Five Biggest Expenses For Seniors To Watch In Next 12 Months
Medical costs are a big expense in retirement that many retirees tend to underestimate. But healthcare isn't always the biggest item. Housing takes the biggest chunk of the household budget in retirement. Here are five of the biggest housing expenses to whittle down in 2014:
- Maintenance and repair: This doesn't refer to occasional jobs like painting and replacing a roof, for which you may need to tap savings or a home equity line of credit. This category covers the far more common on-going repair headaches like leaky plumbing, failed furnaces, and drafty windows. Housekeeping and gardening services and equipment also come under this expense category. As seniors age, the need for services grows as health and living circumstances change. A common rule of thumb is to establish from 2% to 4% of the value of your home as your annual maintenance and repair budget. If 2% is too big of a stretch, forcing you to spend down your savings faster than you intended, you may want to think about downsizing your home as a new year's resolution, and look for newer, more modest housing in a less expensive area – or even renting.
- Homeowners and renter's insurance: With severe weather-related disasters, homeowner's insurance is one of the top ten fastest rising senior costs. If you haven't done so recently, review your coverage and determine whether it's based on the current value of your home and realistic current replacement costs. Many policies have new deductibles for wind and hurricane damage based on a percentage of your home's value, so take care and look before being tempted to increase deductibles to lower premium costs. Do shop around with other highly rated insurers to see if you can lower your premiums.

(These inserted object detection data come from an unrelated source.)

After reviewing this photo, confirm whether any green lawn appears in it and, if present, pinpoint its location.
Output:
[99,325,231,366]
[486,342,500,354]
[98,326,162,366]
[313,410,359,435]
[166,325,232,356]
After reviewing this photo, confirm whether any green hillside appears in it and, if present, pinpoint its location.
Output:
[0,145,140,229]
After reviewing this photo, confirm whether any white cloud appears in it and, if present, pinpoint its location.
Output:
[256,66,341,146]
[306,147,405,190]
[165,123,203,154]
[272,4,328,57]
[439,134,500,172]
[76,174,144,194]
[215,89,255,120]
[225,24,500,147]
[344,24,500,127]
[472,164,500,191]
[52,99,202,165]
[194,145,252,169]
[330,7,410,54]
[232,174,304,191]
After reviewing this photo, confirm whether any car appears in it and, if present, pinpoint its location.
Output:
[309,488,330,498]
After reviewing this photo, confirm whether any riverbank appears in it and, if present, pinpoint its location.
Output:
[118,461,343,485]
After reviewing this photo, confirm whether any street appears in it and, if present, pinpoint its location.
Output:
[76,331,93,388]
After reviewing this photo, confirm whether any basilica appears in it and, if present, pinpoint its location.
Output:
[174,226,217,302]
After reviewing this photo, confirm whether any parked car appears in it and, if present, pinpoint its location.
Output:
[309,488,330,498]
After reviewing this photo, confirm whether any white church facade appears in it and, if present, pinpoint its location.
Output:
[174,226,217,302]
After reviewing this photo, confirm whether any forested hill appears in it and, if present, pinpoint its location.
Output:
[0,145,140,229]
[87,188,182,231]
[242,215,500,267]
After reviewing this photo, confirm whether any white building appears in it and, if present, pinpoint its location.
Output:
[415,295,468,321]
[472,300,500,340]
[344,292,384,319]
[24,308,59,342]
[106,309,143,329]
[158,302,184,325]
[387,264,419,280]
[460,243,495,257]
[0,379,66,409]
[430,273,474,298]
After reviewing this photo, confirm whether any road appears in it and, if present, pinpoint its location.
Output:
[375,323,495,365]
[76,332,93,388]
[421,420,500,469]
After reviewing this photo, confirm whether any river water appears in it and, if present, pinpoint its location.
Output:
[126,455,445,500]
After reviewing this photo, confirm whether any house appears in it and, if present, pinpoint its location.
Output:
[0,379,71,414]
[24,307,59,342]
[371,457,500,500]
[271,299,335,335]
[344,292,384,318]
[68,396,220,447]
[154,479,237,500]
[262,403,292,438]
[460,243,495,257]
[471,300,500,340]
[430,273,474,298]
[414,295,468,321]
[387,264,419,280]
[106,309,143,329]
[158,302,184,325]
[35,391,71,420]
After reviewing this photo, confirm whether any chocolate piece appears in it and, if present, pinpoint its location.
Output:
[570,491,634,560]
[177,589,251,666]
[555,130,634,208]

- Heating and cooling: According to TSCL's Annual Survey of senior costs, residential fuel oil has been the fastest rising expense for more than a decade. According to the U.S. Energy Information Administration, a 250-gallon delivery of home heating oil this season may cost more than $907. With the average monthly Social Security payment around $1,100, that's a cost few seniors can afford and still have something left over for groceries. Take time to survey suppliers in your area and compare costs. Do ask for a senior citizen discount and learn the supplier's payment options. Financing your heating fuel through the supplier may give you smaller, more manageable payments, but you will pay financing fees and interest. With interest so low on savings, it sometimes makes sense to pay in full when you can to save financing charges.
- Medical: Medicare recently reported the lowest growth in healthcare costs on record based on spending through 2010. But that's not the case for seniors. In fact, since 2000, Medicare Part B costs rose as fast as the cost of gasoline. Seniors will receive notification this month of their Medicare Part B premium for 2014. It's also important to check your Part D drug coverage. Medicare Part D's infamous drug coverage gap, aka the "doughnut hole," is slowly closing – a widely touted benefit of the 2010 healthcare law. Several Part D costs, like the "standard" deductible, and the out-of-pocket costs thresholds, will be lower in 2014. But for the first time since Part D started, the initial coverage amount, the amount all seniors use when they fill a prescription, will be less generous – by $120. That means you may hit the doughnut hole coverage gap sooner.
- Food: The cost of food has been rising faster in recent years and food prices have easily outpaced overall inflation for many other types of goods. Among other senior spending categories, only prices for oil-based products and medical care have risen faster than food prices. The U.S. Department of Agriculture (USDA) reports that meat prices, particularly beef and veal, are at record highs, and the USDA expects high prices for beef products through 2014. Poultry prices remain high but are falling. Try new recipes and plan menus. Use lower–cost cuts of meat and poultry and stretch your servings using less expensive sources of protein like beans, tofu, and high protein whole grains. Four chicken leg quarters that sell for under $1.49 per pound, for example, can yield 12 — one cup servings of home made chicken and whole grain rice soup, especially good made with white soup beans and fresh chopped mustard greens or endive. Freeze the extra and share with homebound friends.